Ernestine Rose Society

"European Socialism: the American Dream of Ernestine Rose"

Carol A. Kolmerten, PhD

Carol A. Kolmerten, Rose's biographer, argued that Rose's socialist beliefs were key in "placing her outside the standard narrative of the struggle for women's rights.

Speaking on "European Socialism: the American Dream of Ernestine Rose," professor Kolmerten described Owenite socialism as based on the belief that people are constructed by their environment, as opposed to the Christian belief that people chose whether to sin or to live moral lives.

In America, most of the radical abolitionists, influenced by evangelical Protestantism, believed that slavery violated God's law. Rose argued that slavery violated natural law and therefore should be abolished by human law.

Rose met resistance from other abolitionists because of her reliance on natural law rather than religion. This pattern was later repeated in the women's rights movement when Rose emphasized the equality of women with men rather than the virtue of women as an argument for equal rights under the law.

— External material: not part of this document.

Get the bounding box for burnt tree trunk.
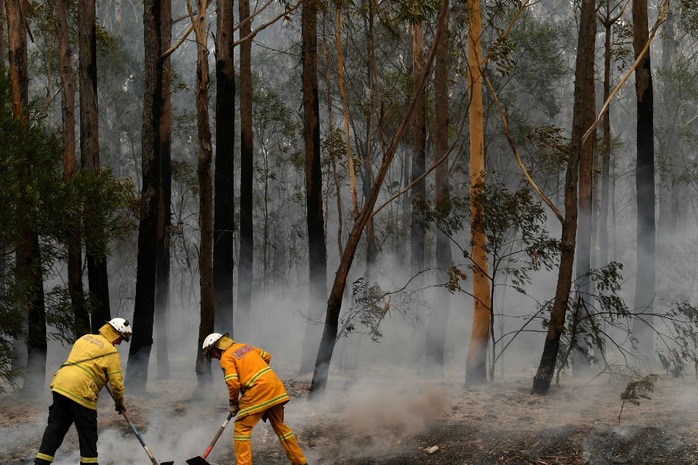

With a love of argumentation, honed in her Judaic heritage, Rose delighted in arguing fine points of differences with other reformers. She believed this was the way for principled advocates to reach the Truth. Her fellow reformers often perceived Rose as divisive, her arguments as distracting from the main purpose.

With her atheism, her foreign accent and her blunt outspoken style, Rose was a 'barometer' that registered the anti-Semitism, xenophobia and unconscious racism of many of her colleagues, causing Rose to be 'forever out of place' among American reformers.